Since I began teaching in the nineteen-seventies the age at which young people can shake off school and education has effectively risen from fifteen to eighteen while the age of majority has been reduced by three years. From waiting for six years after reaching the school-leaving age to become an adult, young people now reach both points simultaneously. No longer is there a time to be spent away from school before attaining adult status. To this is now added commercial pressure from advertisers and peer pressure from social media.  It is no wonder then that some young people become frustrated and resentful. Corral them together and their reluctance to cooperate and engage positively in what education has to offer should be no surprise. In an interview (Work Ethics The Guardian. Nov 15th 2006) one such boy told me that when his teachers complained about his disruptive behaviour – he told them he was bored – he simply asked them why they insisted that he attend school. Truancy and an illegal job followed and this young man grew up successfully in a way that he would not have done had he remained in school.
Compelling young people to attend school will not ensure that they are educated. For that to happen they need to engage in what is on offer. If they do not want to engage they might well be better off finding jobs and learning the basic disciplines of employment, punctuality, reliability, co-operation etc. Then, like the young man I interviewed, they could see for themselves, and accept the need for further engagement with the world of education. 

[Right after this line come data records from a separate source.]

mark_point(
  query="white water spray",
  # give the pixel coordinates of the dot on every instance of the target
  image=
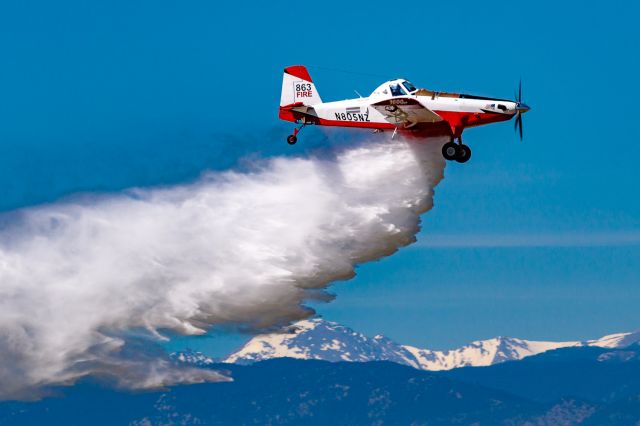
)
(77, 278)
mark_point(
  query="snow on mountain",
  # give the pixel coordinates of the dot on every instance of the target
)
(483, 353)
(329, 341)
(192, 357)
(325, 340)
(618, 340)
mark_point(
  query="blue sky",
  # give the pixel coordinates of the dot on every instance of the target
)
(100, 97)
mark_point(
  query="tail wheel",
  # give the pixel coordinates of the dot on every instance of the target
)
(450, 151)
(464, 153)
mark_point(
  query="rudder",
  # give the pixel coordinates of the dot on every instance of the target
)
(297, 87)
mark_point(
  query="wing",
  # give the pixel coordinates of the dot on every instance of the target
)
(405, 111)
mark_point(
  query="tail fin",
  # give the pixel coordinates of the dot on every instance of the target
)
(297, 87)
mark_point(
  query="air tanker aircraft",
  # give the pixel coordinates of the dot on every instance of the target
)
(398, 106)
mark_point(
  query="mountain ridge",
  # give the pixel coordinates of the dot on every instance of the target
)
(329, 341)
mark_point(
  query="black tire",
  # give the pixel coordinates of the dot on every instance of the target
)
(450, 151)
(464, 154)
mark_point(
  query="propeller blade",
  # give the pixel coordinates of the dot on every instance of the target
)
(517, 125)
(520, 125)
(520, 91)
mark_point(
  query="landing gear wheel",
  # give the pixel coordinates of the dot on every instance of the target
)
(464, 153)
(450, 151)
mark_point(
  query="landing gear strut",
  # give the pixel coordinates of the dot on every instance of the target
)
(458, 152)
(292, 139)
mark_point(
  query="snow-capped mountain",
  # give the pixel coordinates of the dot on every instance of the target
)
(329, 341)
(325, 340)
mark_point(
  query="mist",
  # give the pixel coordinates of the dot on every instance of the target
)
(82, 281)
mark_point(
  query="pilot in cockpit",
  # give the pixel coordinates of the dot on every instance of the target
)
(396, 90)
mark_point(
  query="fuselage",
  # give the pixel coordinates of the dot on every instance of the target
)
(457, 111)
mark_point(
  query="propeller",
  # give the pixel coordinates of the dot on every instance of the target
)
(521, 108)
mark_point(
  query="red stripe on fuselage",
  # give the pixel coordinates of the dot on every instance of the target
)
(453, 124)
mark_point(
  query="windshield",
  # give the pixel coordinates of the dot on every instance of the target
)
(410, 87)
(396, 90)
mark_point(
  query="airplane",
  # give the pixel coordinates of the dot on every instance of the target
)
(398, 106)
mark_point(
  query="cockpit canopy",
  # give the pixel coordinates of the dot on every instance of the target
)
(399, 87)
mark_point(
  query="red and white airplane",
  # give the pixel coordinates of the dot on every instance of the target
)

For decades the UK government has retained a near monopoly of control over education making innovation and wider perspectives more difficult to pursue. In my first year in an international school in Switzerland we joyfully abandoned A-levels because we wished to avoid the re-organisations that were necessary every time the British Secretary of State got out of bed on the wrong side; no politician is allowed anywhere near the International Baccalaureate.
There is hope. Rachel Sylvester reported that two large companies have found better alternatives to government sanctioned examinations to select staff. If we could next reduce our expectation of secondary schools that they should occupy disaffected young people then we could expect them to do more to prepare their pupils for a high-tech future.